Im Kampf gegen die hohe Inflation in der Eurozone erhöht die Europäische Zentralbank (EZB) die Leitzinsen zwar weiter, drosselt aber die Geschwindigkeit der Zinserhöhungen. Nach zwei Anhebungen um jeweils 0,75 Prozentpunkte (75 Basispunkte) in Folge steigen die Zinsen nun wie erwartet nur noch um 0,5 Prozentpunkte, wie die EZB im Rahmen ihres Zinsentscheids am Donnerstag mitteilte.

Der eigentliche Leitzins (Hauptrefinanzierungszins) steigt von 2,00 Prozent auf 2,50 Prozent. Der Einlagensatz für die Banken erhöht sich von 1,50 Prozent auf 2,00 Prozentpunkte.

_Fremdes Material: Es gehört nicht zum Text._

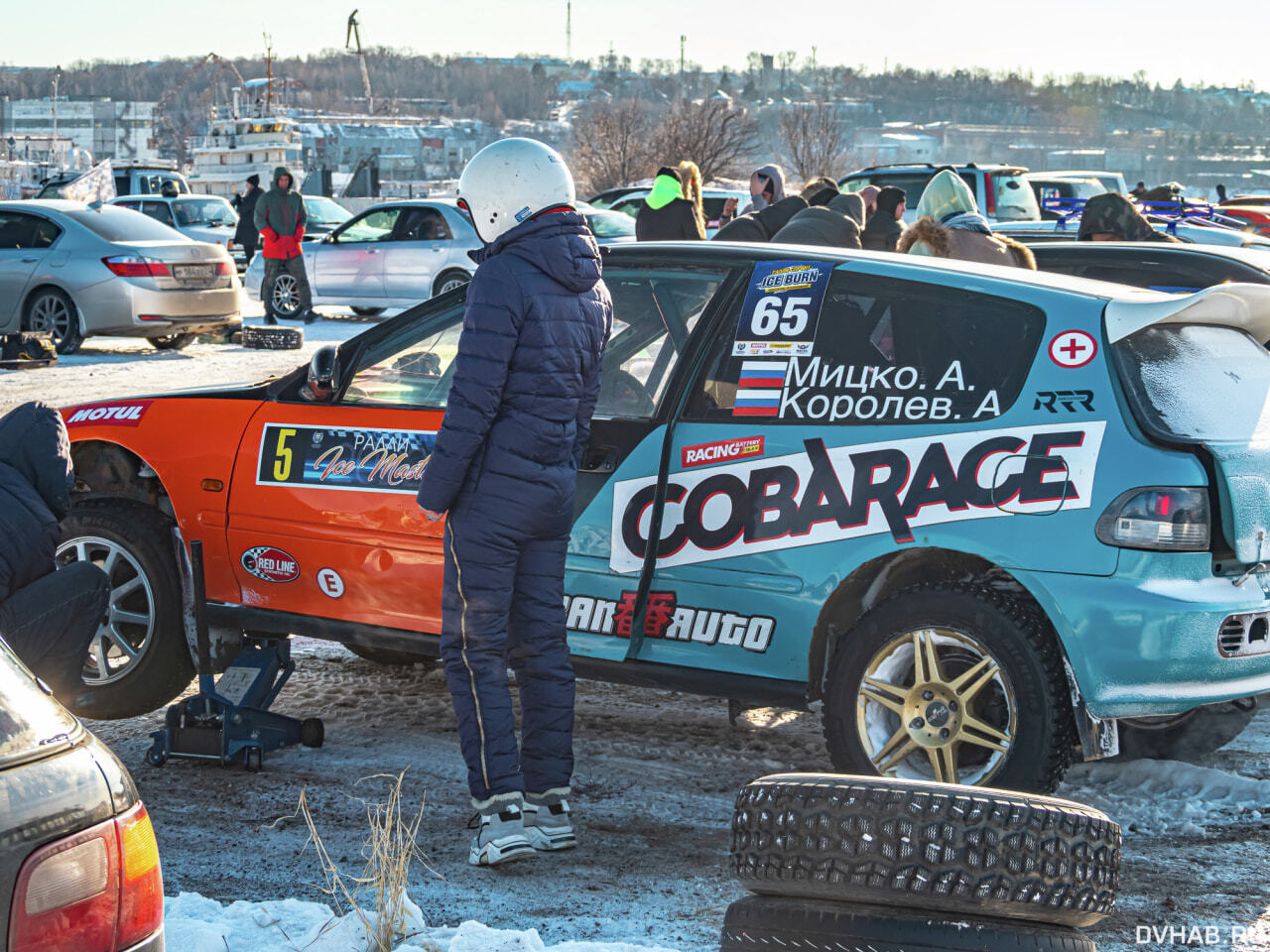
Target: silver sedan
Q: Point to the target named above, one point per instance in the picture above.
(75, 272)
(393, 255)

Der Spitzenrefinanzierungszins wird von 2,25 Prozent auf 2,75 Prozent angehoben.

Die EZB stellt weitere deutliche Zinserhöhungen in Aussicht. Der EZB-Rat gehe "aufgrund der erheblich nach oben korrigierten Inflationsaussichten davon aus", dass die Zinsen weiter steigen müssten, heißt es im Statement zum Zinsentscheid. "Der EZB-Rat ist insbesondere der Auffassung, dass die Zinsen noch deutlich und in einem gleichmäßigen Tempo steigen müssen, um ein ausreichend restriktives Niveau zu erreichen, das eine zeitnahe Rückkehr der Inflation zum mittelfristigen 2 %-Ziel gewährleistet. Ein restriktives Zinsniveau wird im Laufe der Zeit die Inflation senken, indem es die Nachfrage dämpft, und gleichzeitig dem Risiko vorbeugen, dass sich die Inflationserwartungen dauerhaft nach oben verschieben. Die Leitzinsbeschlüsse des EZB-Rats werden auch in Zukunft von der Datenlage abhängen und von Sitzung zu Sitzung festgelegt."

Die EZB gab auch erste Details zu dem von ihr geplanten Abbau der Bilanzsumme (Quantitative Tightening, QT) bekannt. "Ab Anfang März 2023 werden die Bestände aus dem Programm zum Ankauf von Vermögenswerten (Asset Purchase Programme – APP) in einem maßvollen und vorhersehbaren Tempo reduziert, da das Eurosystem die Tilgungsbeträge von Wertpapieren bei Fälligkeit nicht mehr vollumfänglich wieder anlegen wird", heißt es im Statement zum Zinsentscheid. "Bis zum Ende des zweiten Quartals 2023 werden die Bestände monatlich im Durchschnitt um 15 Milliarden Euro reduziert. Das Tempo danach wird im Zeitverlauf festgelegt." Die genauen Parameter des Bilanzabbaus sollen bei der Sitzung im Februar bekanntgeben werden.

Am Vorabend hatte bereits die US-Notenbank Fed das Tempo ihrer Zinserhöhungen auf 50 Basispunkte reduziert, gleichzeitig aber ebenfalls weitere deutliche Zinserhöhungen im kommenden Jahr in Aussicht gestellt.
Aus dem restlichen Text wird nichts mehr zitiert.